2For example, when first responders explain to victims how to preserve evidence on their bodies and clothing prior to arrival at the exam site, they may increase the likelihood that the evidence will be collected rather than contaminated or destroyed.

3The statutory requirement to develop this protocol can be found in Section 1405 of the Violence Against Women Act of 2000, Public Law 106-386. The statutory requirement also mandates the development of a national recommended standard for training for health care professionals performing these examinations, as well as related training for all health care students. These training standards were released in June, 2006 and are available at

4 Such consultation was required under Section 1405 of the Violence Against Women Act of 2000, Public Law 106-386.

5 Protocols reviewed varied in scope, focus, targeted audiences, and level of detail. Most addressed to some extent exam and evidence collection procedures, drug-facilitated assault, evidence integrity, and evaluation and care for STIs, HIV, and pregnancy. Some also addressed roles of involved responders, multidisciplinary coordination, reporting, crime lab testing, court testimony, issues related to victims’ needs, working with specific populations of victims, payment for the exam, and crime victims’ compensation.

6 The scope of this protocol is limited to the sexual assault medical forensic exam of adult and adolescent victims. A separate protocol should be developed on child exams. Not only is child sexual victimization a complex topic in and of itself, but response to child victims can be considerably different from response to adult and adolescent victims.

7 The protocol has no regulatory purpose and is not intended to nor does it provide legal advice. (Statement adapted from the Hawaii State Sexual Assault Protocol for Forensic and Medical Examinations, Introduction, 1999.)

8 Those involved in the development of this protocol strove to create a document that addressed the many issues facing communities across the nation related to the exam process. However, there may be instances where the document falls short of adequately addressing specific needs or challenges facing a jurisdiction or a specific population of victims.
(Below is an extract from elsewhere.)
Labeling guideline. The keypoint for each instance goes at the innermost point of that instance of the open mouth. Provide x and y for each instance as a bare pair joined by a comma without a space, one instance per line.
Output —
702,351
See appendix A on customizing protocols for ways that jurisdictions can address these limitations when they are developing/revising their own protocols.

9 For example, evidence that identifies a suspect in a stranger case, such as DNA evidence, is critical to the continuing investigation. In cases in which the victim knows the suspect, evidence that identifies suspects is important if suspects claim they had no sexual contact with victims. In cases in which suspects claim that victims consented to the sexual contact, evidence identifying suspects is less crucial and evidence and documentation related to whether force or coercion was used against victims is often more important.